"Doubt," the thought-provoking one-acter by John Patrick Shanley, was rapturously received in 2004 at Manhattan Theater Club; its Broadway transfer opens March 31. This makes the Pasadena Playhouse's West Coast premiere all the more notable, and the play proves worthy of its accolades.
“Doubt,” the thought-provoking one-acter by John Patrick Shanley, was rapturously received in 2004 at Manhattan Theater Club; its Broadway transfer opens March 31. This makes the Pasadena Playhouse’s West Coast premiere all the more notable, and the play proves worthy of its accolades. Alternately humorous and starkly dramatic, it exposes the frigid cruelty of moral finger-pointing without facts and creates mystery by refusing to present issues in black-and-white terms.
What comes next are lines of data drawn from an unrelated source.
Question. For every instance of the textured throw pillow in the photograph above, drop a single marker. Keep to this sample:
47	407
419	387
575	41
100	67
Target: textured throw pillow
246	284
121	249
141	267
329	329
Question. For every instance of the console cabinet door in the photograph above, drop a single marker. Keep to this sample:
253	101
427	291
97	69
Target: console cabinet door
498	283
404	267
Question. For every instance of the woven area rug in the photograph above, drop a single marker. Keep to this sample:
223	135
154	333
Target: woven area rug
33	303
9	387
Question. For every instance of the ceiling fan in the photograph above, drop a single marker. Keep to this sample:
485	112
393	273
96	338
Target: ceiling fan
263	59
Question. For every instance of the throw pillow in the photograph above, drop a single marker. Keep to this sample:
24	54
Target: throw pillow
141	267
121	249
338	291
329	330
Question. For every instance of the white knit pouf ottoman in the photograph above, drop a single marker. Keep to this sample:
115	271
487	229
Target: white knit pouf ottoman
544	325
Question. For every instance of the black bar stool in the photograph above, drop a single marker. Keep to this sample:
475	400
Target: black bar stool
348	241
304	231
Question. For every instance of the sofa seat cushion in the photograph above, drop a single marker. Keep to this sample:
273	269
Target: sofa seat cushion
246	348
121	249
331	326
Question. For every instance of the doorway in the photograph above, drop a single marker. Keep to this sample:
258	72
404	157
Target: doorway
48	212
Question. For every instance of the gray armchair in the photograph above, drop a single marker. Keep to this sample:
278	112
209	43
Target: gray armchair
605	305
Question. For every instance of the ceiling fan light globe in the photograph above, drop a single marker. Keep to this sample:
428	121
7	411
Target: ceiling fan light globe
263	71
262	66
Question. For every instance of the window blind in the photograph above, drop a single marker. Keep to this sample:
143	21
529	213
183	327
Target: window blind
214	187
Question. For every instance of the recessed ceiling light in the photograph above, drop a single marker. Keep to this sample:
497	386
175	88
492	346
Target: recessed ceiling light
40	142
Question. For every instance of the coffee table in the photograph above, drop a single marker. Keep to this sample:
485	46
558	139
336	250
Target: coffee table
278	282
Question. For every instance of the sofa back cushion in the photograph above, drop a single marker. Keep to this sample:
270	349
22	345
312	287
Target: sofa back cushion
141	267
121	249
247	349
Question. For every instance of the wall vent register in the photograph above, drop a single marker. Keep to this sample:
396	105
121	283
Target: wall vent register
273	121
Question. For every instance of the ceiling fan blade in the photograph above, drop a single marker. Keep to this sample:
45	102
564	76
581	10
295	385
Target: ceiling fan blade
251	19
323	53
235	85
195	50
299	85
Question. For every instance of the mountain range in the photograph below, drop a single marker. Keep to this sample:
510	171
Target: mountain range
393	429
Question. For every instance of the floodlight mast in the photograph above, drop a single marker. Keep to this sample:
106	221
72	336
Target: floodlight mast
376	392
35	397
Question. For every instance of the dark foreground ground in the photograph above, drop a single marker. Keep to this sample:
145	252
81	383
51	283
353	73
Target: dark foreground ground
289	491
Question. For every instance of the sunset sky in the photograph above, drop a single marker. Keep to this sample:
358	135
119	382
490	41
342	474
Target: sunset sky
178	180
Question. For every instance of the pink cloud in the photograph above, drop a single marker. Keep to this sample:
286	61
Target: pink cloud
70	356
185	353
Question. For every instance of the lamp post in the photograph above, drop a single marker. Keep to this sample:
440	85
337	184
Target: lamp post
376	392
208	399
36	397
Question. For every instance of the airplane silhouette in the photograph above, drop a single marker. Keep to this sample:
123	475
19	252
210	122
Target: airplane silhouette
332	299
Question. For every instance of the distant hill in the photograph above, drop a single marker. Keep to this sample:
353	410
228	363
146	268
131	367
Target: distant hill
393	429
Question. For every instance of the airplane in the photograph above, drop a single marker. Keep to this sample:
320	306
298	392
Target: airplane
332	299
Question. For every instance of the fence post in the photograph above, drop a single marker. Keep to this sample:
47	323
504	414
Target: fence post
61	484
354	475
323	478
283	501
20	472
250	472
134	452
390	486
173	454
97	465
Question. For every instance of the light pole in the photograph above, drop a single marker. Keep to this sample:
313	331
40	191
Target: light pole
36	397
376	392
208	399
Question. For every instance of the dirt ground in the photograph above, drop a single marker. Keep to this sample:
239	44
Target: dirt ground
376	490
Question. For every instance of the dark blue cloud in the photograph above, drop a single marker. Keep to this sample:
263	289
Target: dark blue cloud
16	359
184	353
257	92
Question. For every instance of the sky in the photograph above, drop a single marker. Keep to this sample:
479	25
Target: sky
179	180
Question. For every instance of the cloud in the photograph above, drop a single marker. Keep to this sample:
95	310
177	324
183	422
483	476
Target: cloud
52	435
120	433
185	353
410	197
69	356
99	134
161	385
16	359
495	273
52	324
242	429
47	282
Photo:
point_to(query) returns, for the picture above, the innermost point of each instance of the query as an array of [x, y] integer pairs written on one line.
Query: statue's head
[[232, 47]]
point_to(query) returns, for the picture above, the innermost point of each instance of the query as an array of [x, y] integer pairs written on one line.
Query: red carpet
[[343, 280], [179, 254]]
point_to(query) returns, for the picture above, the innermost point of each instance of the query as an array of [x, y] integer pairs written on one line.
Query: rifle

Doubt may be the subject of Shanley’s story, but it’s an alien emotion to Sister Aloysius (Linda Hunt), principal at St. Nicholas Church School in the Bronx. This steely representative of hanging-judge morality, who flatly states her dislike of art, dance and music, berates Sister James (Mandy Freund) for responding to her students with too much emotional openness.
Eager to please her formidable superior (“I’ve been trying to become more cold, as you suggested”), Sister James nervously mentions that a 12-year-old boy, the school’s first black student, had liquor on his breath after a meeting with popular Father Flynn (Jonathan Cake). She expresses fear that something improper transpired between clergyman and pupil. Sister Aloysius, almost obscenely eager to accept the worst, launches her own witch hunt and, in one of the play’s most startling moments, declares, “I’ll bring him down!”
Shanley and director Claudia Weill build excitement by creating doubt in the viewer. As played by Cake, Father Flynn is an expansively sympathetic, charismatic and caring figure, yet the implication subtly surfaces that he may, in fact, be a pedophile. Since we dislike Sister Aloysius intensely and tend to side with the persecuted pastor, we reject both the idea of Flynn’s guilt and the unsubstantiated way in which Sister Aloysius reaches her conclusions.
The increasing darkness of the confrontations is framed against Gary L. Wissmann’s beautifully benign backgrounds, which include a brick courtyard with lovely arches, a stone statue and trees. The driven inquisitor echoes all monomaniacal accusers with “I know I’m right.” She spews out the words, “You lie” and remains rigid in horrifying exchanges in which the pastor veers between threats and pleas for mercy.
Hunt projects velvet arrogance, along with a bullying belief in her own superiority and sanctity. Ultimately, however, her acting approach is too tentative. She doesn’t enunciate clearly at the beginning, while in the later, brilliantly written scenes, her interpretation is too subdued, muting the power of the collisions.
Cake’s Father Flynn is more successful at capturing the ambivalence and doubt lurking beneath a carefully worked-out public front. Playwright Shanley dares to suggest some gay pastors — not necessarily pedophiles — were positive influences, despite their sexual orientation, because they championed and watched out for students in need. This subtext makes Flynn a genuinely controversial character.
In addition to the pleasure of enjoying the actor’s superb portrayal, we try to sort out the kind of man he is and reflect on the extent of the danger such clergymen pose to the church.
The importance of this issue is intensified when Sister Aloysius meets Mrs. Muller (Patrice Pitman Quinn), mother of the youngster who may have been molested. Quinn gives a vibrant, compassionate portrayal of a parent who wants her child to graduate and is temporarily willing to ignore the ramifications of his attachment to a man who has shown him more kindness than has his violent father.
Rounding out the quartet is Freund’s Sister James. She’s innocent without being saccharine, timid yet ready to voice her opinions, and Freund becomes an impressive, worthy adversary in the heated debates with her repressive, critical employer.
One of the play’s most arresting speeches occurs when Father Flynn justifies his use of fictional parables to underline a point, claiming, “Truth makes for a bad story.” Fortunately, “Doubt” proves, through its honesty and integrity, that truth makes for an outstanding play.